The previous post in this series may be found here: https://memoirandremains.wordpress.com/2013/11/05/the-rare-jewel-of-christian-contentment-4/
Contentment is a gracious frame of spirit. “Contentment is a soul business.” By “frame of spirit”, Burroughs means that contentment suffuses throughout the soul and touches every aspect. It is not merely a contentment in this place or this time, it is a frame of the spirit which upholds the whole, just as a frame upholds a house:
That it is a grace that spreads itself through the whole soul. It is in the judgment, that is, the judgment of the soul of a man or woman tends to quiet the heart-in my judgment I am satisfied. It is one thing to be satisfied in one’s judgment and understanding, so as to be able to say, ‘This is the hand of God, and is what is suitable to my condition or best for me.
Although I do not see the reason for the thing, yet I am satisfied in my judgment about it.’ Then it is in the thoughts of a man or woman. As my judgment is satisfied, so my thoughts are kept in order, so that it goes through the whole soul.
Note how Burroughs understands and explains the process of learning contentment. It is often the case that we think contentment should just happen to us—a thunderbolt from a blue sky, like “falling in love”. However, Burroughs explains that the state of contentment does not just come about from no apparent source. Contentment flows from our understanding, our judgment about a circumstance.
Contentment is thus the result of theology: We rightly understand God, God’s goodness and sovereignty, and thus experience contentment as a result of that judgment.
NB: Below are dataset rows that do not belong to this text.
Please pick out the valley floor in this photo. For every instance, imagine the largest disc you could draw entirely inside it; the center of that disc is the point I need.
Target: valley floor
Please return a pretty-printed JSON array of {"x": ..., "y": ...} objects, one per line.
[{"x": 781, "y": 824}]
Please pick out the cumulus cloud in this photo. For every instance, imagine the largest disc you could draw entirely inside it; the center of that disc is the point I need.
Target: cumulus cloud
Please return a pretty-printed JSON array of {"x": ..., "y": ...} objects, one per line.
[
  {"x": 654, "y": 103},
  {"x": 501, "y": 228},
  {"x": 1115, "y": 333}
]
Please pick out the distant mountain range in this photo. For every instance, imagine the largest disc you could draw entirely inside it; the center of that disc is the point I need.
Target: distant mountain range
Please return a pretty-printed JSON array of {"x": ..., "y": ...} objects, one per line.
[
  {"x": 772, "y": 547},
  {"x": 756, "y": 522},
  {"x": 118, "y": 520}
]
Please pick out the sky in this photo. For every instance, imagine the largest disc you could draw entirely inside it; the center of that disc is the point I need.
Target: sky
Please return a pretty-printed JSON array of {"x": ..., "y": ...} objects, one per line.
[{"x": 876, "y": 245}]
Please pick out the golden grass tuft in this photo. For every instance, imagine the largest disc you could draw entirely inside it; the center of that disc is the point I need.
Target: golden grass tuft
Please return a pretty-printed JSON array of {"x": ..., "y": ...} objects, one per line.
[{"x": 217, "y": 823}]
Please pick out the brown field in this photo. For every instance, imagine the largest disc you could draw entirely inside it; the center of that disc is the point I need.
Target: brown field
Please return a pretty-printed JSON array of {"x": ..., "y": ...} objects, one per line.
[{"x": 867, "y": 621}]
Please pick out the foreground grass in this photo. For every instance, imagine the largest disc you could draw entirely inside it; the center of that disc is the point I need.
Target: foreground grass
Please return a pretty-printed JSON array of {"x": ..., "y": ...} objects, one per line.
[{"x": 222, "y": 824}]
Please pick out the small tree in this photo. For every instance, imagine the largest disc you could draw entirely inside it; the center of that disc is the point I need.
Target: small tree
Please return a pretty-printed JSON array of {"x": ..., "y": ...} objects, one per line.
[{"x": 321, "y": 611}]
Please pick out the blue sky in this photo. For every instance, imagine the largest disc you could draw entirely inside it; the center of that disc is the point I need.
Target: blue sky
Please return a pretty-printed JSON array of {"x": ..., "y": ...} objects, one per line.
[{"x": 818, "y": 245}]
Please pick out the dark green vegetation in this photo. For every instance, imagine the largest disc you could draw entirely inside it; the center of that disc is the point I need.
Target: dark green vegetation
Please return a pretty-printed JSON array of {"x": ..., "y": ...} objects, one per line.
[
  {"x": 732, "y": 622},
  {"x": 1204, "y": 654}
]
Since contentment is a learned status, it is often partial. We face a trial and know we should experience contentment , but the corruption and chaos of sin still stirs and disturbs the heart:
Many a man may be satisfied in his judgment about a thing who cannot for his life rule his affections, nor his thoughts, nor his will. I do not doubt that many of you know this in your own experience, if you observe the workings of your own hearts.
To prove the point, Burroughs gives the example of Psalm 42, David contests with his soul,
O my soul, why art though disquieted?
Burroughs explains the status thus:
Sometimes, a great deal of disturbance is involved in getting contentment into people’s judgments, that is, to satisfy their judgment about their condition. If you come to many, whom the hand of God is upon perhaps in a grievous manner, and seek to satisfy them and tell them they have no cause to be so disquieted, ‘Oh, no cause?’ says the troubled spirit, ‘then there is no cause for anyone to be disquieted. There has never been such an affliction as I have.’ And they have a hundred things with which to evade the force of what is said to them, so that you cannot so much as get at their judgments to satisfy them. But there is a great deal of hope of attaining contentment, if once your judgments are satisfied, if you can sit down and say in your judgment, ‘I see good reason to be contented.’ Yet even when you have got so far, you may still have much to do with your hearts afterwards. There is such unruliness in our thoughts and affections that our judgments are not always able to rule our thoughts and affections. That is what makes me say that contentment is an inward, quiet, gracious frame of spirit-the whole soul, judgment, thoughts, will, affections and all are satisfied and quiet. I suppose that merely in opening this subject you begin to see that it is a lesson that you need to learn, and that if contentment is like this then it is not easily obtained.
We must understand the difficulty of becoming content, learning contentment, seeking contentment. If we do not understand that contentment results from effort, we will suffer greater harm for our lack of contentment. A poor disturbed soul may be troubled by some problem and then think, I am greatly distressed by this thing and should be content! He then become even more troubled and feels guilt for a lack of contentment.
But if we remember contentment is learned, we will be patient as we seek contentment.
The thing we seek is not a contentment which we put on, like clothing; but a contentment which arises from the heart, from the frame of our soul. The contentment becomes part of what we are as a human being:
It is the thing you bring that quiets them, not the disposition of their own spirits, not any good temper in their own hearts, but the external thing you bring them. But when a Christian is content in the right way, the quiet comes more from the temper and disposition of his own heart than from any external argument or from the possession of anything in the world.
Rather than being a fire which warms us when we are cold, it is our natural warmth which keeps us whole despite the cold.
We can also think of this contentment as a habit of the soul:
Contentment is not merely one act, just a flash in a good mood. You find many men and women who, if they are in a good mood, will be very quiet. But this will not hold. It is not a constant course. It is not the constant tenor of their spirits to be holy and gracious under affliction.
Contentment is “the frame of the heart.”